The ban was cut from five years, according to a statement read over the phone by a court official today. Berlusconi’s lawyer, Niccolo Ghedini, said they will appeal the ruling with Italy’s Supreme Court, according to the Ansa newswire. Ghedini wasn’t immediately available to comment when contacted by phone.
Berlusconi, 77, is losing the political influence he wielded over the last two decades as his legal troubles intensify. Senior members of his People of Liberty party, or PDL, turned on him in an Oct. 2 confidence vote, and Prime Minister Enrico Letta has refused to come to his aid. Berlusconi faces possible expulsion from the Senate in a vote in the coming weeks.
The sentence is “another reminder to Berlusconi and the world that his days are numbered,” said James Walston, a professor of international relations at the American University of Rome. “There’s a sort of inexorability of all these things closing in him.”
The tax-fraud conviction, tied to evasion by his Mediaset SpA (MS) in 2002 and 2003, has already been rendered final. The billionaire’s appeals were exhausted on Aug. 1 when the Supreme Court upheld his guilty verdict and sent the public-office ban, which represents a portion of the sentence, back to the appeals court for review. Berlusconi’s four-year prison sentence was confirmed by the top court in its August ruling.
The billionaire media entrepreneur is unlikely to spend a day in jail due to leniency measures that he and former Prime Minister Romano Prodi created in 2005 and 2006. The provisions reduce his term to a year, and he remains free as the court decides whether to have him complete the sentence under house arrest or in a supervised community-service program.
Berlusconi’s expulsion from parliament was recommended on Oct. 4 by the Senate committee for elections and immunities, which ruled that his tax-fraud conviction runs afoul of a 2012 anti-corruption law.

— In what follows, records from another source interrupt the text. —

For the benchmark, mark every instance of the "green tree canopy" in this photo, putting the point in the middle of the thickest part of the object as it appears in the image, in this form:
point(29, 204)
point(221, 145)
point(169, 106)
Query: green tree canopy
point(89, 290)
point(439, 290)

The full chamber will be called to ratify the committee’s decision with a vote.
The appeals court ruling doesn’t alter the expulsion process.
Berlusconi’s career has been in decline since his inability to contain debt-market speculation forced him to resign the premiership in November 2011. He made a comeback in this February’s general elections, finishing second, and became a partner in Letta’s broad ruling coalition.
That collaboration was bruised in the Oct. 2 confidence vote as Berlusconi’s attempt to bring down the government was thwarted. The PDL, the ruling coalition’s second-biggest group, was split by the vote as Deputy Prime Minister Angelino Alfano and other senior members defied Berlusconi and ensured the survival of Letta’s administration.
Berlusconi is appealing criminal convictions for illegal use of wiretaps, abuse of power and engaging a minor in prostitution. He has denied all wrongdoing, saying his trials amount to political persecution.
Berlusconi’s second government approved a November 2005 law giving some convicts over the age of 70 the option of serving sentences at home. That measure was dubbed the “Save Previti” law by opponents because it ultimately allowed Cesare Previti, a Berlusconi lawyer who was convicted of bribing a judge, to enter house arrest.
Berlusconi can thank Prodi, a long-time political adversary, for a clemency measure passed in July 2006 that knocks up to three years off sentences for crimes committed before May 3 of that year. That law was dedicated to the late Pope John Paul II, who had requested a clemency provision in a 2002 address to parliament.